Her freedom was in return for that of Iranians Saeed Moradi, Mohammad Khazaei and Masoud Sedaghat Zadeh, who were jailed in Thailand after their botched attack on Israeli diplomats in Bangkok in 2012, during which Moradi blew off his own legs when he reportedly hurled a grenade at police.

As well as appearing open to more prisoner swaps, Zarif also called on the US to return to the 2015 JCPOA Iran nuclear deal, which President Donald Trump withdrew from in 2018, adding that Iran would comply if the US met its commitments.

The Joint Comprehensive Plan of Action (JCPOA), signed between Iran and China, France, Germany, Russia, the UK and US, limits Iran’s nuclear program in return for sanctions relief.

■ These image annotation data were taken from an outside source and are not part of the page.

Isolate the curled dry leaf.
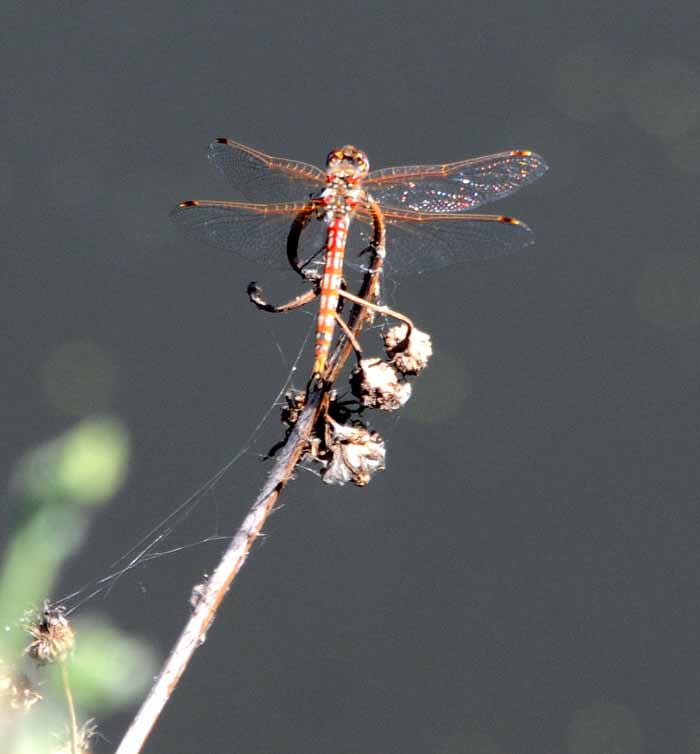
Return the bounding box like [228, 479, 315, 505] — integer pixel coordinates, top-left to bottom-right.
[322, 419, 386, 487]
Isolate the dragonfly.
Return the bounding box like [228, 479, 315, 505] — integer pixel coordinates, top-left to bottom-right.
[171, 138, 547, 376]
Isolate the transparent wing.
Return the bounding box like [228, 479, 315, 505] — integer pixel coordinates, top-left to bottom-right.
[208, 139, 326, 202]
[361, 204, 534, 276]
[363, 150, 547, 213]
[170, 200, 326, 270]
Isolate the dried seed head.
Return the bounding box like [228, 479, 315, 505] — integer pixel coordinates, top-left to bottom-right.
[25, 604, 75, 665]
[384, 324, 433, 374]
[0, 662, 42, 721]
[322, 418, 386, 487]
[350, 359, 411, 411]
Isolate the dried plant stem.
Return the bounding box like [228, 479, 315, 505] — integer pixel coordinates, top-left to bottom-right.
[116, 231, 384, 754]
[61, 661, 79, 754]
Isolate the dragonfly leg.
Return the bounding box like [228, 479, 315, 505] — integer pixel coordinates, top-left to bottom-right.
[340, 288, 414, 343]
[248, 283, 320, 314]
[335, 312, 362, 359]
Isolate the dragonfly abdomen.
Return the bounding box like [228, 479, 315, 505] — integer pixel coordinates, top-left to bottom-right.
[314, 215, 350, 374]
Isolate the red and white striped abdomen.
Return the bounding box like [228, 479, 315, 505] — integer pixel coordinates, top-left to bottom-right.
[314, 214, 350, 374]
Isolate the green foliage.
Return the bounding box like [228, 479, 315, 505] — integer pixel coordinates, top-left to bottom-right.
[0, 417, 155, 754]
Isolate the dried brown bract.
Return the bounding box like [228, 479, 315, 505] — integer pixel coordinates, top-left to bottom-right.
[384, 324, 433, 374]
[25, 604, 75, 665]
[350, 358, 411, 411]
[0, 662, 42, 721]
[52, 720, 97, 754]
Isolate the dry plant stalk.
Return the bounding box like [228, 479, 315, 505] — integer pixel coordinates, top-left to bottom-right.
[116, 216, 400, 754]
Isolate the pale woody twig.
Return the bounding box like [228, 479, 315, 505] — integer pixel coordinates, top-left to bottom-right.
[115, 228, 384, 754]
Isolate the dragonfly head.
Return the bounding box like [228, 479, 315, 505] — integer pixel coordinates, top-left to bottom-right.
[326, 144, 369, 183]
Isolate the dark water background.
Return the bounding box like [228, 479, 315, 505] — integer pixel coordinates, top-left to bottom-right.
[0, 0, 700, 754]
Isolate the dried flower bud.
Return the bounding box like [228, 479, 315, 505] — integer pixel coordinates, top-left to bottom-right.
[384, 324, 433, 374]
[25, 604, 75, 665]
[52, 720, 97, 754]
[350, 359, 411, 411]
[0, 662, 42, 721]
[282, 390, 306, 427]
[322, 419, 386, 487]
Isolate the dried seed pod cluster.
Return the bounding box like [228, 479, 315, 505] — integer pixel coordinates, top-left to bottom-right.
[278, 316, 432, 487]
[25, 605, 75, 665]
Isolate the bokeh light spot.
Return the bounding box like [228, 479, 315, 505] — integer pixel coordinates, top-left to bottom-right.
[42, 342, 116, 416]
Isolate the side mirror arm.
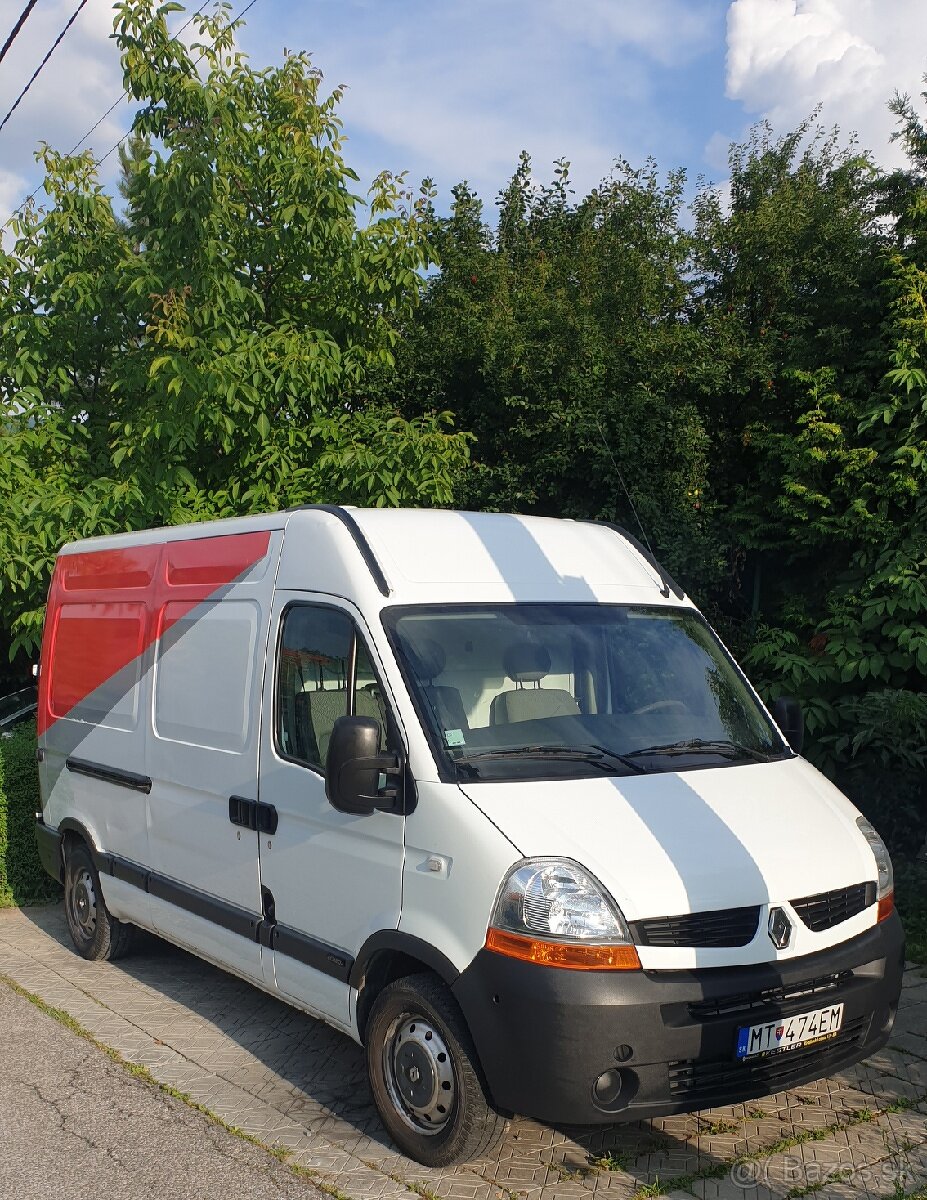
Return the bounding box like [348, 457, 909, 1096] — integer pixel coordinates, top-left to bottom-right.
[336, 754, 405, 812]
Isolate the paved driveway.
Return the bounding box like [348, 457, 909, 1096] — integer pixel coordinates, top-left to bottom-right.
[0, 907, 927, 1200]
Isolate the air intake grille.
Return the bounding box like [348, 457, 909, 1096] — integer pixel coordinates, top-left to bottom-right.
[688, 971, 853, 1021]
[791, 883, 875, 934]
[632, 905, 760, 946]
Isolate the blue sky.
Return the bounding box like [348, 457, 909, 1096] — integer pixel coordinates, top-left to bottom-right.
[0, 0, 927, 228]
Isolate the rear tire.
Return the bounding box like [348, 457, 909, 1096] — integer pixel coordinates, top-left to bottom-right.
[65, 841, 134, 961]
[365, 974, 507, 1166]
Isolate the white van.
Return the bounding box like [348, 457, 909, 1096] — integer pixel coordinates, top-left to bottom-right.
[37, 505, 903, 1165]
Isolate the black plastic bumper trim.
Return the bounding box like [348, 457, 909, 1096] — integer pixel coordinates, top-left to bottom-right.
[35, 817, 65, 883]
[453, 914, 904, 1124]
[271, 925, 354, 983]
[95, 853, 354, 983]
[65, 758, 151, 796]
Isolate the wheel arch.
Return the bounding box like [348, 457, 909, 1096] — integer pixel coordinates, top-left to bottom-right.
[348, 929, 460, 1042]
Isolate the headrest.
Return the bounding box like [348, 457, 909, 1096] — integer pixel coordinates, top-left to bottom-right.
[502, 642, 550, 683]
[406, 637, 448, 683]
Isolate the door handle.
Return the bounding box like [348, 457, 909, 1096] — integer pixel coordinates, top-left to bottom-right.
[228, 796, 277, 834]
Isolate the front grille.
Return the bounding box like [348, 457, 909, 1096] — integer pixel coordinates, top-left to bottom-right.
[791, 883, 875, 934]
[669, 1016, 869, 1108]
[688, 971, 853, 1021]
[632, 905, 760, 946]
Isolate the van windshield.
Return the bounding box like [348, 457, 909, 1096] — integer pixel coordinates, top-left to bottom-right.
[384, 604, 791, 781]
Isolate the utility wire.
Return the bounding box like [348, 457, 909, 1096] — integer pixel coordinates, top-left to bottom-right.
[0, 0, 38, 62]
[0, 0, 257, 233]
[0, 0, 86, 131]
[69, 0, 211, 156]
[94, 0, 257, 167]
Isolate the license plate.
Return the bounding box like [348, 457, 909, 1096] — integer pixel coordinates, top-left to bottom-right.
[735, 1004, 843, 1058]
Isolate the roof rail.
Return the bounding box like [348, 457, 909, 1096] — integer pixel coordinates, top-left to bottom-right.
[287, 504, 390, 596]
[586, 521, 686, 600]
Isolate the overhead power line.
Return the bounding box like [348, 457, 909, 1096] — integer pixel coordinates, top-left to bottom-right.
[0, 0, 86, 131]
[0, 0, 38, 62]
[69, 0, 212, 156]
[0, 0, 257, 233]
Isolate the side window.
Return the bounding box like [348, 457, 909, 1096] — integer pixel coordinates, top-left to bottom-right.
[276, 605, 385, 770]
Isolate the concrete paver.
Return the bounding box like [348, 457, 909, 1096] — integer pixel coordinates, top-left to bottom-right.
[0, 986, 333, 1200]
[0, 907, 927, 1200]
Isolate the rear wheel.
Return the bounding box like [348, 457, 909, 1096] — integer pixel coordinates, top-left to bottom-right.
[65, 841, 134, 960]
[366, 974, 506, 1166]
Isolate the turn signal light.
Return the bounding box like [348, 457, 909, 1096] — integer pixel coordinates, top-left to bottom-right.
[486, 929, 640, 971]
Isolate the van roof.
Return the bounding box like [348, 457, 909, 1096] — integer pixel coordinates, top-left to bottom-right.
[61, 505, 683, 604]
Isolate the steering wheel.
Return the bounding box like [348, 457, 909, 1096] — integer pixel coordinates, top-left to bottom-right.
[633, 700, 689, 716]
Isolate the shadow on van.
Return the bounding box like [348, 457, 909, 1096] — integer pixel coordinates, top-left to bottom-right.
[14, 906, 735, 1185]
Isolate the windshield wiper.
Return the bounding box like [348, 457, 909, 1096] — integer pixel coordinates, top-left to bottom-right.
[454, 745, 647, 774]
[624, 738, 773, 762]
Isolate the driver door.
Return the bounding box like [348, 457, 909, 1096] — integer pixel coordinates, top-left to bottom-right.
[259, 592, 405, 1028]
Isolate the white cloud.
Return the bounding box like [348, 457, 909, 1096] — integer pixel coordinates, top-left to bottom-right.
[726, 0, 927, 167]
[245, 0, 718, 199]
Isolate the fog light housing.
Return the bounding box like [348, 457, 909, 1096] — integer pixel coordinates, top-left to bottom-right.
[592, 1067, 624, 1112]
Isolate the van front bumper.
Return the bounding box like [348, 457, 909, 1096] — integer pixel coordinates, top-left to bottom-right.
[454, 913, 904, 1124]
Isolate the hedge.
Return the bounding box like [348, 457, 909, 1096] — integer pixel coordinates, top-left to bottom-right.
[0, 721, 61, 908]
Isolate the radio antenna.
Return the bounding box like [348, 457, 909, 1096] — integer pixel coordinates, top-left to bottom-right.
[593, 413, 653, 554]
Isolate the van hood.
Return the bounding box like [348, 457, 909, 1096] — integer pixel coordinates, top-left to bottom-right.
[462, 758, 877, 920]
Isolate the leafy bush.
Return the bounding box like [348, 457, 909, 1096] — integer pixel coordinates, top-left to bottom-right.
[895, 863, 927, 964]
[0, 724, 60, 908]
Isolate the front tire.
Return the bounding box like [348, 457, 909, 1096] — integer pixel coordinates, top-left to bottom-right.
[65, 842, 134, 961]
[365, 974, 506, 1166]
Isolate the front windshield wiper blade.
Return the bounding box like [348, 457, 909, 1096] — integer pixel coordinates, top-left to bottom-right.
[624, 738, 775, 762]
[454, 745, 647, 774]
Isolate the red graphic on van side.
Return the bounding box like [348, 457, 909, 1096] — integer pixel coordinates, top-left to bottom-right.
[37, 530, 270, 734]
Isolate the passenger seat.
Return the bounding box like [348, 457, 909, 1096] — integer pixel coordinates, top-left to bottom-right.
[489, 642, 580, 725]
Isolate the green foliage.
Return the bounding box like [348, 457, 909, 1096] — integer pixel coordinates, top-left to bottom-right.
[895, 862, 927, 966]
[0, 722, 60, 908]
[0, 0, 468, 650]
[390, 155, 720, 581]
[0, 0, 927, 856]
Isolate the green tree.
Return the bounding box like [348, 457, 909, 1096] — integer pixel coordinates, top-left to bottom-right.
[393, 155, 717, 586]
[0, 0, 468, 648]
[692, 116, 887, 613]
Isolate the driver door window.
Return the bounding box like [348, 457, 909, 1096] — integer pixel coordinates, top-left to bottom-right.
[276, 605, 385, 773]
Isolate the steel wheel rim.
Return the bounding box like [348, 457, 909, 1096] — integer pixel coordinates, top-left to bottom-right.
[383, 1013, 457, 1138]
[68, 868, 96, 941]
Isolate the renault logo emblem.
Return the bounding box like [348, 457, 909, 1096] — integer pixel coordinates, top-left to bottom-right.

Zarif accused the Trump administration of behaving like a “phantom regime” by violating the agreement and said Tehran would not re-negotiate the deal if Joe Biden becomes president, in response to being asked if a new deal could cover Iran’s ballistic missile program.

In another swing at Washington, Zarif accused the US of a “crime against humanity” over its “hampering” of Iran’s response to the Covid-19 pandemic by allegedly preventing Tehran from purchasing doses of a vaccine. 

Last month Iranian health minister Iraj Harirchi said that US sanctions had prevented some five million doses of a purchased flu vaccine reaching the country after they were blocked at an airport and could not be cleared and exported to Iran.